Codagenix, a company developing vaccines and viral therapies for illnesses ranging from the flu and respiratory viruses to dengue fever, has raised $20 million in a new round of financing.
Codagenix will use the funds to support clinical development of its general flu vaccine and the first RSV vaccine for elderly patients -- who are more at risk to serious consequences from contracting the virus.
The company uses a technology called "codon deoptimization" to make versions of viruses and viral therapies that are rendered relatively harmless by replacing more virulent pathogens with milder strains.

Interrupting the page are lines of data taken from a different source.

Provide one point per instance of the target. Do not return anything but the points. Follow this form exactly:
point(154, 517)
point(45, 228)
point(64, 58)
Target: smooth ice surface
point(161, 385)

Codagenix said it will use the new financing to bring its RSV and flu vaccines through Phase 1 trials and move its oncology program for a breast cancer treatment into Phase 1 clinical trials. It also will launch two new vaccine development programs for what the company called "neglected public health challenges."
“With the potential to develop optimized, more affordable versions of existing vaccines, Codagenix is poised to solve persistent public health challenges where existing vaccines have made enormous improvements, but still fall short of desired disease control objectives," said Glenn Rockman, managing partner at Adjuvant Capital. "Equally exciting, the Codagenix technology has an opportunity to succeed where other immunization attempts have failed. We are proud to be supporting the further clinical development of the company’s RSV and influenza programs.”
Founded as a spin-out from Stony Brook University in New York in 2012, Codagenix has received backing from government institutions like the National Institute of Health, the Department of Agriculture and the U.S. Army for its dengue fever, flu, swine flu, RSV and foot and mouth disease virus vaccines.
In all, the company has raised $38 million from private nonprofits and venture capital investors, and $11 million in federal funding.